Rumah tempat tinggal keluarga Wawan adalah rumah kampung, yang biasanya berukuran sangat besar dan halamannya juga luas. Keluarga Wawan sendiri hanya menempati sebagian atau separuh saja dari rumah kampung tersebut, yaitu hanya bagian depan saja. Sedangkan separuh rumah bagian belakang yang sebelumnya ditempati oleh almarhum kakek dan neneknya, kini sudah lama dibiarkan kosong tidak ada yang menempati.

Saudara-saudara ibu Wawan tidak ada yang mau menempatinya karena mereka harus tinggal bersama keluarga mereka di lain desa.

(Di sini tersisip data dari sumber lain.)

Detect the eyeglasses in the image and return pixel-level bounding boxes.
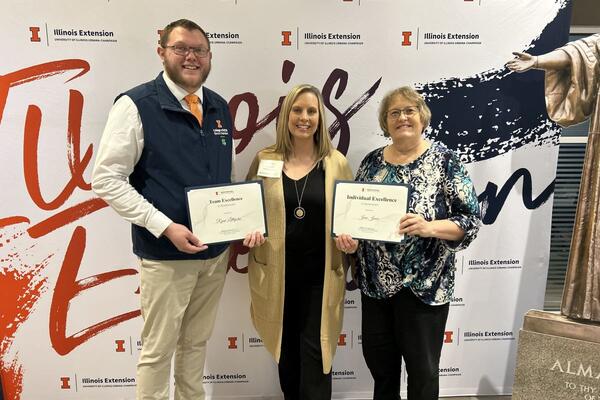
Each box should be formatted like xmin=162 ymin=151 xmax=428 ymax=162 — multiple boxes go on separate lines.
xmin=163 ymin=45 xmax=210 ymax=58
xmin=386 ymin=106 xmax=419 ymax=119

Ketika Wawan sedang menemani Bambang bersepeda, Wawan memang membawa kunci rumah belakang karena ibunya menyuruhnya membersihkan bagian dalamnya pada hari itu. Ketika Wawan melihat adiknya bersepeda, Wawan merasa sungguh gembira karena adiknya tumbuh semakin besar dan semakin pandai saja. Setelah itu Wawan berkata kepada Bambang, adiknya, bahwa ia hendak masuk dahulu untuk membersihkan rumah belakang.

“Bambang jangan bersepeda terlalu kencang ya, nanti jatuh.” begitu pesan Wawan kepada adiknya sebelum masuk ke rumah belakang.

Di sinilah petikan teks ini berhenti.